It started with a kiss.
Abou-Ali Bakhtiar had always been a quiet, well-behaved schoolboy, much liked by his teachers and never any trouble in class. As a student at the University of Tehran’s faculty of literature and humanities he continued to be a credit to his family, and his grades were consistently excellent. Sex outside marriage is strictly forbidden in Iran, as it is in most Islamic societies, so the fact that Bakhtiar was untroubled by the desperate, frustrated urge for women that plagued his male friends was in many ways a blessing. And then, in his penultimate year at university, that blessing became a curse.
A friendship with another young man called Mehdi deepened over the course of several months and, like a plant that blossoms from a seed into a flower, turned into something new. First came the realization of a love that went beyond mere affection. It was swiftly followed by the exchange of a hesitant kiss that deepened, intensified, set light to Bakhtiar’s heart, sent the blood pulsing through his body and filled him with an exultant joy unlike any he had ever known. The two young men spent a night together. They were the most wonderful hours of Bakhtiar’s life, only to be followed in the morning by a crashing hangover of shame and fear.
Here he was, a law-abiding model of propriety, engaged in an activity that was both a sin against God and a crime punishable by death. But why was it a sin to love like this? And how could one do wrong when one did not have the choice of doing right? From the moment that Bakhtiar discovered his homosexuality, he saw the whole of his life up to that point from an entirely different perspective. So much that he had not understood before was now explained. He had, he was quite certain, been like this all his life. He could no more become a ‘normal’ man now than he could suddenly turn his eyes blue. And if he had been made this way, then that must have been God’s will. In which case, how could it possibly be criminal?
For both their sakes, Bakhtiar ended the relationship with Mehdi and begged him not to find another lover; the risk was just too great. In public Bakhtiar remained the same friendly, popular, studious figure he had always been. But the endless hours he spent in the university library were not all occupied working on his final dissertation. Instead he pored over the theological debates that had taken place on homosexuality over the centuries, concluding that neither the precise degree of its sinfulness nor the rightful severity of its punishment appeared to have been definitively established. There was, he discovered, a long tradition of homoerotic love poetry in both Arabic and Persian literature, and some of the greatest rulers of the Islamic world had displayed homosexual proclivities. Even Mehmed II, the conqueror of Constantinople, was said to have taken beautiful young men to his bed along with his many wives and concubines.

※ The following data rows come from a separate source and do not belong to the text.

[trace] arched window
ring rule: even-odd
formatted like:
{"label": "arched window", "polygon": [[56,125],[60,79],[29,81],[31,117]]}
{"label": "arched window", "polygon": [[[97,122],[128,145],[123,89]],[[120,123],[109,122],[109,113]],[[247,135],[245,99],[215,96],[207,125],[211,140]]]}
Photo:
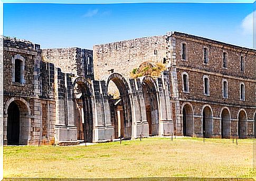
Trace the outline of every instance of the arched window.
{"label": "arched window", "polygon": [[240,72],[244,72],[244,59],[242,56],[240,57]]}
{"label": "arched window", "polygon": [[15,55],[12,59],[12,82],[25,84],[25,58],[20,55]]}
{"label": "arched window", "polygon": [[187,59],[187,44],[185,43],[181,44],[182,59],[186,61]]}
{"label": "arched window", "polygon": [[226,52],[223,52],[223,68],[227,68],[227,57]]}
{"label": "arched window", "polygon": [[188,85],[188,75],[186,72],[182,73],[182,79],[183,82],[183,92],[185,93],[189,92]]}
{"label": "arched window", "polygon": [[245,93],[244,84],[242,83],[240,84],[240,100],[245,100],[244,93]]}
{"label": "arched window", "polygon": [[208,63],[208,49],[204,48],[204,63]]}
{"label": "arched window", "polygon": [[21,83],[21,64],[22,61],[19,59],[15,59],[14,68],[14,82]]}
{"label": "arched window", "polygon": [[227,81],[226,79],[222,81],[222,93],[223,98],[228,97],[228,88],[227,88]]}
{"label": "arched window", "polygon": [[203,77],[204,81],[204,93],[205,95],[210,95],[209,78],[206,75]]}

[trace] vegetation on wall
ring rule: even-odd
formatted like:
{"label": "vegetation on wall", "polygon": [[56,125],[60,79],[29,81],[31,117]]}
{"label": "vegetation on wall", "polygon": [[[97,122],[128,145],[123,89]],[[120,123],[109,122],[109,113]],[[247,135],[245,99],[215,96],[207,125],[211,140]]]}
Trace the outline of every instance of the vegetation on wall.
{"label": "vegetation on wall", "polygon": [[156,63],[154,64],[155,67],[150,68],[146,66],[143,68],[140,72],[138,72],[138,68],[134,68],[130,72],[131,78],[136,78],[146,75],[150,75],[152,77],[158,77],[160,76],[161,72],[166,69],[165,65],[162,63]]}

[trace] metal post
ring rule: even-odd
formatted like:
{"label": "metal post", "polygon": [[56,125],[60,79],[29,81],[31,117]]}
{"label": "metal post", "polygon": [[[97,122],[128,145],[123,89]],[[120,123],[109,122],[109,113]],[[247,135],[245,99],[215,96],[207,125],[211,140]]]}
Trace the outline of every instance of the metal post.
{"label": "metal post", "polygon": [[204,137],[205,137],[205,131],[204,130],[203,133],[203,136],[204,137]]}

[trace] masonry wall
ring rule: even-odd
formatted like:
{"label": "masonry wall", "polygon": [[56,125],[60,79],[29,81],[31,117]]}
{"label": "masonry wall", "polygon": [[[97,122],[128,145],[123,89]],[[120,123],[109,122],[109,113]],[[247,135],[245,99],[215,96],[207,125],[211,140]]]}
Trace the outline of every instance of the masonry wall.
{"label": "masonry wall", "polygon": [[[193,35],[175,32],[168,37],[168,57],[172,66],[172,96],[176,100],[175,129],[182,135],[182,106],[190,105],[194,112],[194,133],[203,136],[204,106],[213,112],[212,137],[221,137],[221,112],[230,113],[230,137],[238,133],[239,113],[246,115],[246,137],[253,136],[254,114],[256,112],[255,55],[253,49],[226,44]],[[186,45],[186,58],[182,59],[182,45]],[[208,63],[204,63],[204,48],[208,50]],[[227,54],[227,68],[223,68],[223,52]],[[240,57],[244,59],[244,72],[240,69]],[[189,92],[183,91],[182,73],[188,77]],[[209,78],[210,95],[205,95],[203,76]],[[227,81],[228,98],[223,96],[223,80]],[[240,100],[240,84],[245,86],[245,100]]]}
{"label": "masonry wall", "polygon": [[[156,54],[157,51],[157,54]],[[130,72],[144,62],[163,62],[166,58],[165,36],[156,36],[93,46],[96,79],[102,79],[108,71],[130,77]]]}
{"label": "masonry wall", "polygon": [[43,60],[54,64],[64,73],[93,79],[92,51],[79,48],[44,49]]}
{"label": "masonry wall", "polygon": [[[176,38],[176,66],[180,97],[185,99],[207,100],[232,105],[256,105],[256,51],[243,48],[200,42],[194,38],[177,36]],[[181,58],[181,45],[187,44],[187,60]],[[203,63],[203,48],[208,48],[208,63]],[[223,67],[223,53],[227,54],[227,68]],[[245,71],[240,71],[240,56],[244,57]],[[182,73],[188,75],[189,93],[184,93]],[[203,76],[209,78],[210,96],[204,94]],[[228,98],[223,98],[222,81],[228,83]],[[240,100],[240,83],[245,85],[245,100]]]}

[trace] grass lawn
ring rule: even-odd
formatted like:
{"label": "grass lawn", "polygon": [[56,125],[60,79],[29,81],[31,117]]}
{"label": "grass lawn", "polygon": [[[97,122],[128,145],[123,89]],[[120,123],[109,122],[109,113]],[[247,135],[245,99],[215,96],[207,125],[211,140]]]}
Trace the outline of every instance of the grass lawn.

Bakhtiar entered into these researches as a private exercise, an attempt to reconcile his sexuality with his faith and thus soothe his mind and his soul. It never even occurred to him to participate in any protest against the authorities that had demonized him. But then Mehdi, the lover he had cast aside, was caught in bed with a boy of seventeen. Both were arrested. The boy’s father, a senior army officer, insisted that his son had been forced to have sex against his will. The court chose to believe this claim, saving the boy but condemning Mehdi to death.
Two days later, Mehdi was hanged without the knowledge of his lawyer or his family. The first that anyone knew of the execution was when it was announced on the evening news. Bakhtiar sat and watched in anguished despair as pictures were shown on screen of Mehdi blindfold on the gallows, and hanging in mid-air next to thieves and drug-dealers.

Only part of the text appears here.